Paperfuge started when we were implementing and doing clinical trials of schistosomiasis with Foldscope. I was in these little remote clinics in Uganda, seeing the need for both sample processing and sample analysis before imaging. Simultaneously, I had a moment where I saw a centrifuge being used as a doorstop because this place had no electricity. That was a very aha moment to say, "We need a powerful scientific tool, but it cannot depend on electricity. It has to be unplugged for it to reach people." And on the flight coming back, I made a list of all of these toys that spin—I am personally fascinated by toys. We analyzed many of them. For months, we did a calculation to show how good yo-yos are in transferring energy. They are very good, but they are not so good because it requires a certain skill to make a really good yo-yo throw. And while playing around with that process, we stumbled upon this toy which is called a button-on-a-string. Anybody can do this: You take a button, you put two strings in, you pull them back and forth, the disk spins.
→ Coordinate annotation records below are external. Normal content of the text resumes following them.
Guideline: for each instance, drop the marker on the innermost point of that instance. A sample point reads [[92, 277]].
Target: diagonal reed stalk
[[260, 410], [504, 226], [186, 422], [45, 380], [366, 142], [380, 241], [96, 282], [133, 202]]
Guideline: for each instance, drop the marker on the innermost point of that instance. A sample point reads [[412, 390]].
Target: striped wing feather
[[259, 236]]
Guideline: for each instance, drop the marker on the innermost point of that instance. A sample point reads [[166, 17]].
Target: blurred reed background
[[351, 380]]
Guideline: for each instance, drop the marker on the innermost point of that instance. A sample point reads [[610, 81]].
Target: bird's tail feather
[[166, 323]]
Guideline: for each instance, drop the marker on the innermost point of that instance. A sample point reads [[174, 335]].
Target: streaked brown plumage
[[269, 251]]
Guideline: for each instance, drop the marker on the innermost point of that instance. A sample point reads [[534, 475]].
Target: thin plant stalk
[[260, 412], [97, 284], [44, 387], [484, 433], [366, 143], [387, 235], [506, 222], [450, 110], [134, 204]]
When we started doing this, we realized that nobody actually understood how this simple toy works, and it happens to be the oldest recorded toy in the history of mankind, which I find remarkable. When we looked at the archeological data, 5000 years ago people had relics of almost the same object. Many cultures have discovered it again and again but have never understood it. That number of revolutions you quoted, 125,000, is powerful because we first arrived at that mathematically. It's the same story as with Foldscope: These types of problems are difficult, but you can tackle them with an engineering mindset and optimize them. In our current work, we are trying to exceed that by an order of magnitude. We want to break the 1 million barrier. We want to go faster because that would allow us to pull out more and more precise biological parasites in shorter and shorter time. Right now, pulling out a malaria parasite takes 5 minutes; we want to bring that down to 1 minute.

Octopi

Topol: That gets us to the most recent breakthrough, Octopi. You had a preprint a couple months ago and I'm sure it will get published soon. Can you tell everybody about Octopi?
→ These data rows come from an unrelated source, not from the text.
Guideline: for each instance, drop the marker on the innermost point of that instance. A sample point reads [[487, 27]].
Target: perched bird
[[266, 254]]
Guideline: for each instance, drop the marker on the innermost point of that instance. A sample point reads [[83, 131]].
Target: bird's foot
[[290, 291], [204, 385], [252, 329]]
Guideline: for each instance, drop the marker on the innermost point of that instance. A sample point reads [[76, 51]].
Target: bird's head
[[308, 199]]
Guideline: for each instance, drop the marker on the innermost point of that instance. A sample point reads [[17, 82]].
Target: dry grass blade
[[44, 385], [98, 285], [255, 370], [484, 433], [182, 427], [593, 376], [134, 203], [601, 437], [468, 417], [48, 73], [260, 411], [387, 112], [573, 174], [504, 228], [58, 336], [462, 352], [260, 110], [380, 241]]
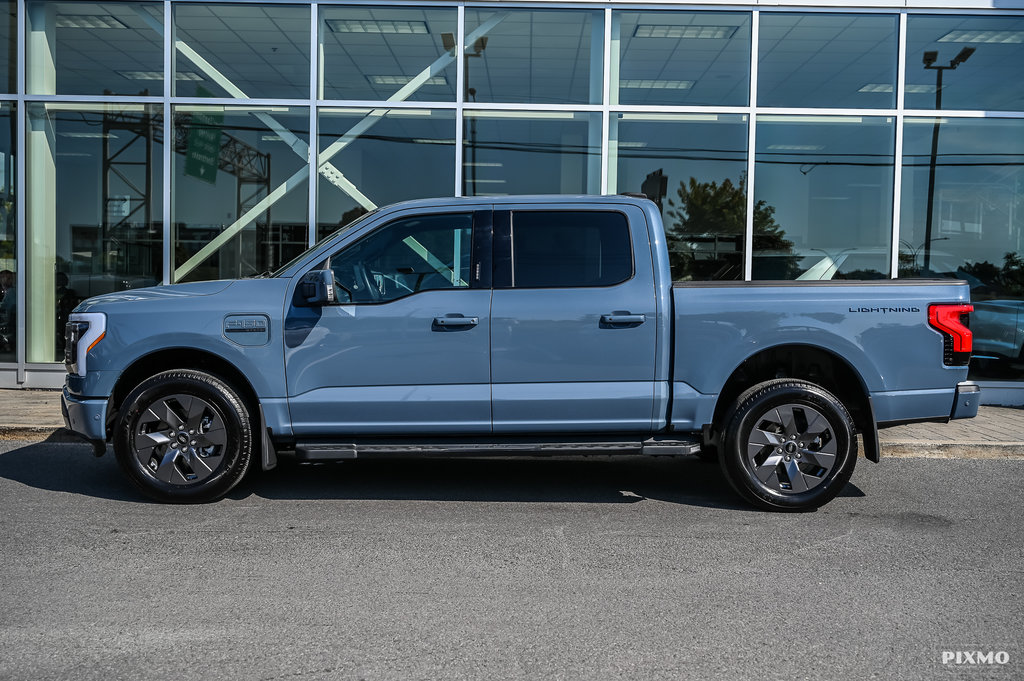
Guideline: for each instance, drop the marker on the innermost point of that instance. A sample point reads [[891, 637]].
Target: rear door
[[573, 320]]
Prakash: Yes. Octopi stands for Open Configurable High-Throughput Imaging Platform. It's also called Octopi because my kids really love octopuses right now. It is important that scientific tools cost less, but you still need high throughput. When we are in clinics in the field where I'm traveling, I can see a line of 100-150 patients waiting to get diagnosed for malaria; 10% of them might be positive, and in some places, even more. But the traditional gold-standard microscopy mode still requires between half-an-hour to an hour per slide, and rapid diagnostic tests don't actually match the specificity and the sensitivity.

As a lab technician, you are in this conflict where you want to do a good job on every patient, but there are not enough hours. I have met many of these people who work nonstop for 10 hours a day on a microscope, and it's just not feasible. With eyestrain associated with 10 hours of microscopy, we'll never be able to provide the kind of sensitivity [we need].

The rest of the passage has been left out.